Paul Glastris is the editor in chief of the Washington Monthly.


  • Gene Debs on March 09, 2012 9:02 PM:

    The "chief complaint" of many liberals is not that Obama hired ex-Clinton guys and then followed their advice.

    No one would care who Obama hired if he pursued policies they supported.

    The "chief complaint" of the liberals Glastris mentions is that Obama continued the policies not of Bill Clinton but of George W. Bush.

    Particularly in the area of illegal foreign wars, the transition between W. and Obama was seamless.

    And if the Patient Protection and Affordable Care Act is Obama's signature domestic achievement, Glastris woefully overstates the case for Obama going down in history as a "great or near-great president."

    Sadly, rather than reforming our healthcare system, which costs the most but delivers the least bang for the buck of any healthcare system in the world, the PPACA institutionalizes the private insurers that are, by far, the greatest source of waste in the current system, by requiring virtually every adult under age 65 to purchase their services. Anyone who has ever spent a few hours on the phone trying to get a private insurer to pay up when healthcare is needed should know what a disaster the ACA is going to be.

    There's a better solution of course - adopt a single payer system, which is what Obama used to support before he became a candidate for president. But taking single payer off the table must have been one of those "pragmatic" decisions for which Obama gets so much credit.

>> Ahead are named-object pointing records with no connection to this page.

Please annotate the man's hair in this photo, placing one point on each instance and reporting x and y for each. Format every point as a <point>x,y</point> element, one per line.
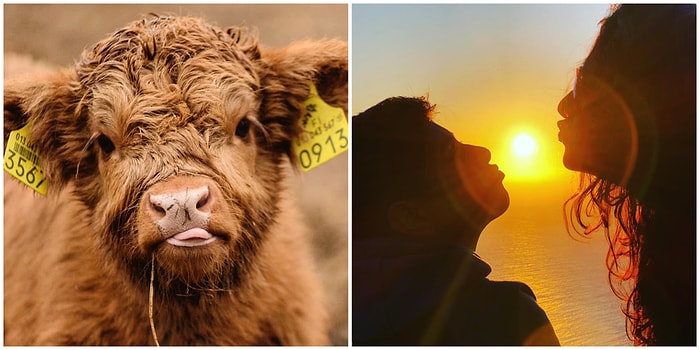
<point>393,158</point>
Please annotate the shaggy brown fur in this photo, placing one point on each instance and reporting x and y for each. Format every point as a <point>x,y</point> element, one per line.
<point>166,106</point>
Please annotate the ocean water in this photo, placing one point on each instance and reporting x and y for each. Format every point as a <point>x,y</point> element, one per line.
<point>529,243</point>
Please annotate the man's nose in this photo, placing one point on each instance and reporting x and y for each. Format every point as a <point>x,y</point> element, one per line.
<point>565,105</point>
<point>473,154</point>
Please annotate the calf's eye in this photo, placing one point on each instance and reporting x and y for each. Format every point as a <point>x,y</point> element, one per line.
<point>243,128</point>
<point>105,144</point>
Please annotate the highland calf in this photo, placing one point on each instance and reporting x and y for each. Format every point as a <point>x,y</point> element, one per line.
<point>167,220</point>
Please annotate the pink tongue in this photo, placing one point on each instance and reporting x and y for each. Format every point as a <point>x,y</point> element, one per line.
<point>194,233</point>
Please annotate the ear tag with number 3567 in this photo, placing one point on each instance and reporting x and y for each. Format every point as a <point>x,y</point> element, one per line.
<point>325,132</point>
<point>22,161</point>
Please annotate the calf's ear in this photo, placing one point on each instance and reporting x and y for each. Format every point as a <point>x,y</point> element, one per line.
<point>286,77</point>
<point>58,132</point>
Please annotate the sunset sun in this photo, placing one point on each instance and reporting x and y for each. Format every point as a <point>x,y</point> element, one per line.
<point>527,155</point>
<point>524,145</point>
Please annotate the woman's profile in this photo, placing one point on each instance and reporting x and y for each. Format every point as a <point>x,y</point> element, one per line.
<point>629,127</point>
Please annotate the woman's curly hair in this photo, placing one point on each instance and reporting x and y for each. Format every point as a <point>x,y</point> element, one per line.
<point>647,53</point>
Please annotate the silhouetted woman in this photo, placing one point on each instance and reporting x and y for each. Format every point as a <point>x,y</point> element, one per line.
<point>630,128</point>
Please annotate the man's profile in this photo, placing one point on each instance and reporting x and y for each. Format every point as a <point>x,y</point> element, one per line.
<point>420,202</point>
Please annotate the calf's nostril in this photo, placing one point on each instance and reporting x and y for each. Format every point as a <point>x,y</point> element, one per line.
<point>203,200</point>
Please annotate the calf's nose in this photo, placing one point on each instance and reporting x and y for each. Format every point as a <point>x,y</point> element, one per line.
<point>178,211</point>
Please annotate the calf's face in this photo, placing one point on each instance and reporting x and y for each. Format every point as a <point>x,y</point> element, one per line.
<point>175,136</point>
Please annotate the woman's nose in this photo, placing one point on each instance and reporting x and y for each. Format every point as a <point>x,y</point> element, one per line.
<point>565,105</point>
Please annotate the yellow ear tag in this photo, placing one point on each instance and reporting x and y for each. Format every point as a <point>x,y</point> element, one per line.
<point>325,132</point>
<point>22,161</point>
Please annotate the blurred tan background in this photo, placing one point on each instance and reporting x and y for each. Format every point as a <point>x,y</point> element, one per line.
<point>45,36</point>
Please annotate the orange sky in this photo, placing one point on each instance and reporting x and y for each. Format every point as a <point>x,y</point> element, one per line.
<point>493,70</point>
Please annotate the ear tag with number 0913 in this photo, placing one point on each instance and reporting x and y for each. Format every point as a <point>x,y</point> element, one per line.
<point>325,132</point>
<point>22,161</point>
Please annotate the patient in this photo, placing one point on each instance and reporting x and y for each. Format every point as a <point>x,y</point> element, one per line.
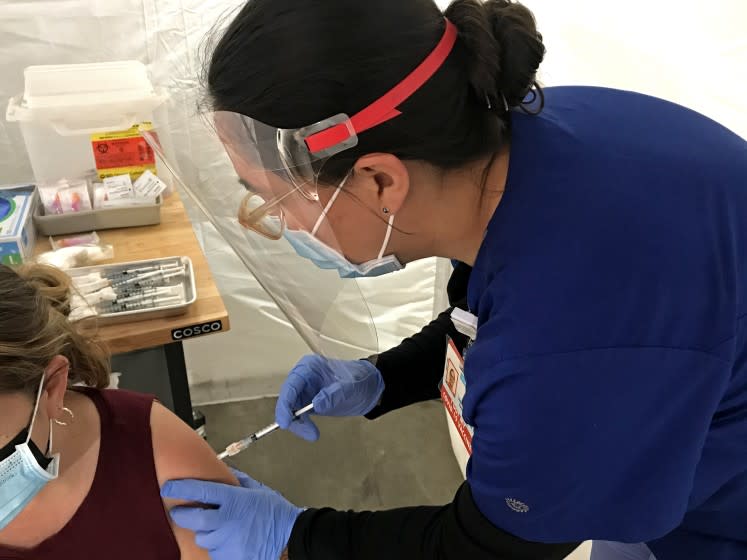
<point>110,450</point>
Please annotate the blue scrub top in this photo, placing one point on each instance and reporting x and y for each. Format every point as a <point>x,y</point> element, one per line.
<point>608,381</point>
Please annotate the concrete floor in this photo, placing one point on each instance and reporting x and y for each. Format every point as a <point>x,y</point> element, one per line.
<point>402,459</point>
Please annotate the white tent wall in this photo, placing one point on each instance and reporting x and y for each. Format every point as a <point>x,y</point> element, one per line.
<point>692,52</point>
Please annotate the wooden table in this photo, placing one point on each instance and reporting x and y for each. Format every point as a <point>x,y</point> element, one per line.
<point>174,236</point>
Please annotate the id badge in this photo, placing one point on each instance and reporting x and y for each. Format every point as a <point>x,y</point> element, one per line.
<point>453,389</point>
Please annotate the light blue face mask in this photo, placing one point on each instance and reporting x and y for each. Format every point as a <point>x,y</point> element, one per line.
<point>307,245</point>
<point>21,476</point>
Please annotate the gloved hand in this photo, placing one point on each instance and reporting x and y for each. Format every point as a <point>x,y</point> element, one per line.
<point>336,387</point>
<point>252,522</point>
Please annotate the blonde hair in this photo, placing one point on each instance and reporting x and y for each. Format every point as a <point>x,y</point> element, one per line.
<point>34,328</point>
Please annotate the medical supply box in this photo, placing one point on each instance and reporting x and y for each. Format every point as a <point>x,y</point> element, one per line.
<point>17,234</point>
<point>84,121</point>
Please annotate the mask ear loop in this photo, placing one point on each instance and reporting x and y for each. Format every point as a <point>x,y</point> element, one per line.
<point>36,409</point>
<point>323,215</point>
<point>389,227</point>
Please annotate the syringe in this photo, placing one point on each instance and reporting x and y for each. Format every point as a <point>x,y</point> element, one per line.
<point>238,446</point>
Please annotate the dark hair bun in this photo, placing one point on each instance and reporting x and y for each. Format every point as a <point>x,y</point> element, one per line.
<point>504,47</point>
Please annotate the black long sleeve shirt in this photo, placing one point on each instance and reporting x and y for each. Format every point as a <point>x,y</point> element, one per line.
<point>459,530</point>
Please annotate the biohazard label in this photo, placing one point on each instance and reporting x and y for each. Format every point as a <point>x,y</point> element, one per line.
<point>123,152</point>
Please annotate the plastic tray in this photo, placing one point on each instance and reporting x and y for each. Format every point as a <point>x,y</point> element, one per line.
<point>97,220</point>
<point>188,281</point>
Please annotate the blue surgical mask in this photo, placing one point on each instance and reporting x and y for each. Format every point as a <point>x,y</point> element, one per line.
<point>21,475</point>
<point>307,245</point>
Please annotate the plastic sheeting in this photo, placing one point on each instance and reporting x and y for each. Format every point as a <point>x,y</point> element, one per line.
<point>167,35</point>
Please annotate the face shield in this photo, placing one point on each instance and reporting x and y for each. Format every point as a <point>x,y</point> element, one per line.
<point>273,193</point>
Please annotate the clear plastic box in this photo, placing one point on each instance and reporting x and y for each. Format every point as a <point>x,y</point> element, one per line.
<point>65,109</point>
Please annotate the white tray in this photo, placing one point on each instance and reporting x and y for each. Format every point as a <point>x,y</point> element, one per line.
<point>188,281</point>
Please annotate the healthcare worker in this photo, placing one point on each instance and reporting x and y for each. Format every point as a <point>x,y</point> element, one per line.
<point>600,242</point>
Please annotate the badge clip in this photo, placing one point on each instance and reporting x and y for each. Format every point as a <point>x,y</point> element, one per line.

  • ncal on May 26, 2012 9:21 AM:

    ACA is architected to get to single payer -- Bernie Sanders made sure. There will be 2 national pilot models available to the states. Most of the blue states now are implementing Romneycare. But Vermont is doing another pilot -- single-payer. (They originally gave us the Medicare system too, so I'm gonna trust Vermonters on this one.) Virtually every corporation has chosen the single payer solution; they pay the medical costs because they're cheaper and pay the HMOs an administration fee. The states will choose that budget-wise solution too, even if they choose it second.
    Another achievement of Obama's that the author missed detailing: IT for ACA was in the stimulus bill; IT at the physician level. That's why the cost savings from IT are not included in the CBO evaluation of the ACA.